Blue and White—and Red

The second question is that of the U.N. action. The blue and white flag of peace is now waving over the American forces advancing (sometimes in reverse, it must be admitted) into Korea. Are they justified in claiming Security Council sanction for their action? From the Russian standpoint, they are not—and since the Russians can show (a) that they were not present and (b) that they did not recognise the Chinese vote, then the necessary conditions for permanent members voting in the Council were not fulfilled. The action is to that extent illegal; it is not U.N. action at all. The Americans claim that they can interpret the Charter to support their case, but it is significant that a world affairs talk over the National stations last Saturday made no attempt to refute the Russian argument about the illegality of the action. It becomes more obvious then that Lie's suggestion about the admission of Mao Tse Tung's representative should have been adopted: the Russians would then have been present. It was fantastically silly to think that a genuine attempt to solve the problem could arise without Russian members even present—it looked just too much as though no one wanted to stop to solve the thing in the true spirit of the Charter.

2 Blacks: No White

While, therefore, we must allow the aggression to have been unjustified in the first place, we also doubt whether the Council's action was any more justified. The doubt is increased still further when we see the manner in which the U.S. rushed into Formosa at the same time. While their action in Korea might appear partially justified, if one allows their premises, their action in Formosa is totally unjustified. They cannot use the excuse of U.N. action—and the fact that they coupled the two makes the "U.N. aotion" look a little suspicious—rather as though it were only a cloak for movement against communist countries. If their support for U.N. were genuinely impartial, then the Formosan affair would not have been linked with it, one is tempted to think.

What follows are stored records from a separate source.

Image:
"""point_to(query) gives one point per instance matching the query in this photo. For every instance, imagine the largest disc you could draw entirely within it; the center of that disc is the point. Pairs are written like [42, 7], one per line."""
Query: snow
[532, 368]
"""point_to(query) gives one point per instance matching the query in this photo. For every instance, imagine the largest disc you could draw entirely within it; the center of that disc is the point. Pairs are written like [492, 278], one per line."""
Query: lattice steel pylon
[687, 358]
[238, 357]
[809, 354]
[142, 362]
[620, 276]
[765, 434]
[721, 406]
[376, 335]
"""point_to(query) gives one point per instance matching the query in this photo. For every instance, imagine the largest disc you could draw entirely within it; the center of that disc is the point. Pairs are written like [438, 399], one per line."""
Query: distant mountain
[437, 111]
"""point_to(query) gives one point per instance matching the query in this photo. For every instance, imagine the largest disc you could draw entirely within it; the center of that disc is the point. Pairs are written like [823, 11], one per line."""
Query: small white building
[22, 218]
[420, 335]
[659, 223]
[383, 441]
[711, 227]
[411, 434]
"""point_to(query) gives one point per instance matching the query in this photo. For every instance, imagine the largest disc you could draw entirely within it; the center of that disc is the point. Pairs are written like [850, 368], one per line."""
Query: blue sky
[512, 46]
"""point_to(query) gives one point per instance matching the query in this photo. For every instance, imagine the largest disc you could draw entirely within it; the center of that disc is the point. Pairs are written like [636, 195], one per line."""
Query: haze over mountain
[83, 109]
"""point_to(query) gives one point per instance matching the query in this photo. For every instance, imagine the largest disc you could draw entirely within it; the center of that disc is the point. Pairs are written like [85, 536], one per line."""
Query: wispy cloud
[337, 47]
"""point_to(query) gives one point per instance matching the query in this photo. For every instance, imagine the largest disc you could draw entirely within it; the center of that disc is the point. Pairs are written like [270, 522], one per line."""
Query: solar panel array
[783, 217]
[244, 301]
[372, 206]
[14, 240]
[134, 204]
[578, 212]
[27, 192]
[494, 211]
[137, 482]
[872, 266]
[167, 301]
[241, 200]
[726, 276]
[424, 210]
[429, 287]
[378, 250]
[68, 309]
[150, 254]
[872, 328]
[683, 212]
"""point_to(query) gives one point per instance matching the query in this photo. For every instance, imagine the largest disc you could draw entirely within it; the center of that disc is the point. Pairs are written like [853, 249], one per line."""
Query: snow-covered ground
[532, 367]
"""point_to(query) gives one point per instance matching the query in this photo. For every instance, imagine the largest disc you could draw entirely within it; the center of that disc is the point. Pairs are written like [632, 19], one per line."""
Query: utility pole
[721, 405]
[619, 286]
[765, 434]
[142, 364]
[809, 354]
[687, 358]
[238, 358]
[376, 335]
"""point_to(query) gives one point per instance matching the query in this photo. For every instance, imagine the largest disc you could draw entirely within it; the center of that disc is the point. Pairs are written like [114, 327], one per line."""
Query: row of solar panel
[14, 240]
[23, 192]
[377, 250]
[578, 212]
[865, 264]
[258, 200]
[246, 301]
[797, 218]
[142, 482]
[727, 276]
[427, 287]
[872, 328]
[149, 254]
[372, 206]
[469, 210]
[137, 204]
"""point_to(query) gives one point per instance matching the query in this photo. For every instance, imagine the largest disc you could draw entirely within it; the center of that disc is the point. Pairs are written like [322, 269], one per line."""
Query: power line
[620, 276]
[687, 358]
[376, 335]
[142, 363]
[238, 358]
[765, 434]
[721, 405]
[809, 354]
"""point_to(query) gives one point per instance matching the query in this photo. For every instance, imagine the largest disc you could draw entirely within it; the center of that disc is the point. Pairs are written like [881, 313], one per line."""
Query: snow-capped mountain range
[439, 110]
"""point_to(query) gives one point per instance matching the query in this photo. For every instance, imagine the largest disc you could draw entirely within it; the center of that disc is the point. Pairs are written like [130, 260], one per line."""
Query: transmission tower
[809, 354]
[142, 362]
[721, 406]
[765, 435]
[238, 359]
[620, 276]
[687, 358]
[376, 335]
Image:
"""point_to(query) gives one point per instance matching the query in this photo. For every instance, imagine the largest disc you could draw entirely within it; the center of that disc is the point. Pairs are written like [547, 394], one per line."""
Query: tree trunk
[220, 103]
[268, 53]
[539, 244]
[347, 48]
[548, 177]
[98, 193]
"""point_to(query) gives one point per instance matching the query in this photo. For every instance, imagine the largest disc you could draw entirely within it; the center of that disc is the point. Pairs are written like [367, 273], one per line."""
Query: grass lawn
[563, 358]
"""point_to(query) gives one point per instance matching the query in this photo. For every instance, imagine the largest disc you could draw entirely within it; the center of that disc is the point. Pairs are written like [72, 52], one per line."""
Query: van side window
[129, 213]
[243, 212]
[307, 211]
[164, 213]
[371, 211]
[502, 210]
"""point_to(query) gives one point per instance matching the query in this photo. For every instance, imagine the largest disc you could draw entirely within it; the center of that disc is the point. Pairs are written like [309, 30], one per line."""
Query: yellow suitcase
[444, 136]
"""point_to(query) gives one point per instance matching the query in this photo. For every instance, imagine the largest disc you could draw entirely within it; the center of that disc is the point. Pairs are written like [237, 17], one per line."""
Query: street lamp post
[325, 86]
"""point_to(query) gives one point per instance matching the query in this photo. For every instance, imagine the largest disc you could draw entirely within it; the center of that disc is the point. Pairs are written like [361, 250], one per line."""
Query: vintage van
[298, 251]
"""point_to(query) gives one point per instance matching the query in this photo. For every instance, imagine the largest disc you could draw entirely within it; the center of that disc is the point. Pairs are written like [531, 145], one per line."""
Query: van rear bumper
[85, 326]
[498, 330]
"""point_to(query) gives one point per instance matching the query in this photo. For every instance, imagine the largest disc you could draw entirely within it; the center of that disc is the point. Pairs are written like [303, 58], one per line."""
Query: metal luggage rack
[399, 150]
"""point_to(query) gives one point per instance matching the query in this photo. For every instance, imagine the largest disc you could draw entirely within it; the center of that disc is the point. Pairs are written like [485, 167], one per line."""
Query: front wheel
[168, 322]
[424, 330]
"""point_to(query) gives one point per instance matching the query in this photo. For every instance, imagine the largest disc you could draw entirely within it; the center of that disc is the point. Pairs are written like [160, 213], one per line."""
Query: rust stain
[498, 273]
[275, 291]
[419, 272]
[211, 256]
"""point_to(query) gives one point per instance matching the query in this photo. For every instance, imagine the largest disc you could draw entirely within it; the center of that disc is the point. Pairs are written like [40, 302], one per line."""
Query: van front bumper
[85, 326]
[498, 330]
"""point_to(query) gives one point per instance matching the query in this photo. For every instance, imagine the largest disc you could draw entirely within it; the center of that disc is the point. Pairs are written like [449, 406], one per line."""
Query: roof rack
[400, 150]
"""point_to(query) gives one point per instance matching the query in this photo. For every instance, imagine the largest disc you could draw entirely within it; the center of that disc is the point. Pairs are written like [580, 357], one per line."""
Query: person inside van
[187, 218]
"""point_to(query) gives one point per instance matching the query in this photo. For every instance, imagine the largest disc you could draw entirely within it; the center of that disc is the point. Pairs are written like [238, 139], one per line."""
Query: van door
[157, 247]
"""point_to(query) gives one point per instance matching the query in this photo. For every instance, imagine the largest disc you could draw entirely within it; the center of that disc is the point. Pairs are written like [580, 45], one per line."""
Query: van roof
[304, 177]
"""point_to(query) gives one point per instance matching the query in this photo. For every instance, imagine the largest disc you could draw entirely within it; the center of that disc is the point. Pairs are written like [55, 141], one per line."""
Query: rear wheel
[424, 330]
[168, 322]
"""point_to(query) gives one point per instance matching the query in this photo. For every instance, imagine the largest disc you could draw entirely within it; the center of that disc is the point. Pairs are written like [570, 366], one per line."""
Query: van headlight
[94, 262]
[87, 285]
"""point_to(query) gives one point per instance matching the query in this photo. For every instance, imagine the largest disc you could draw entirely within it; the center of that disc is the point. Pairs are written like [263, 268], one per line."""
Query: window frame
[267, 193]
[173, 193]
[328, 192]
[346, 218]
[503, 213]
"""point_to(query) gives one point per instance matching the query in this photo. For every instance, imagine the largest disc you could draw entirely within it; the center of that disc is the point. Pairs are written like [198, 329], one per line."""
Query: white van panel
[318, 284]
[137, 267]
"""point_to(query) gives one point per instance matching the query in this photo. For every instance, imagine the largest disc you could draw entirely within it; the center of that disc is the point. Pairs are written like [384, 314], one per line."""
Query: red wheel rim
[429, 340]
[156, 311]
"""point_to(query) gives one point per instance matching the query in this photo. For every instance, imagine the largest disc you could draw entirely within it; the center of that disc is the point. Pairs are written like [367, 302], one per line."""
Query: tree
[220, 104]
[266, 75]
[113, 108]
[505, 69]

Obviously, it is not too late to start solving the matter—but rushing into war to bolster up yet another Government which has been accused, like the Chinese Nationalist one, of being corrupt (and perhaps not without force, if the reports that American war supplies have vanished during the last year are correct) is not going to redound greatly to the credit of U.N. If both sides now make an attempt to settle the thing without letting every trigger happy warrior free to work off his feelings, then U.N. action will mean something. If not, then we will be giving the Russians even more material to argue that U.N. bas so far meant partisan action.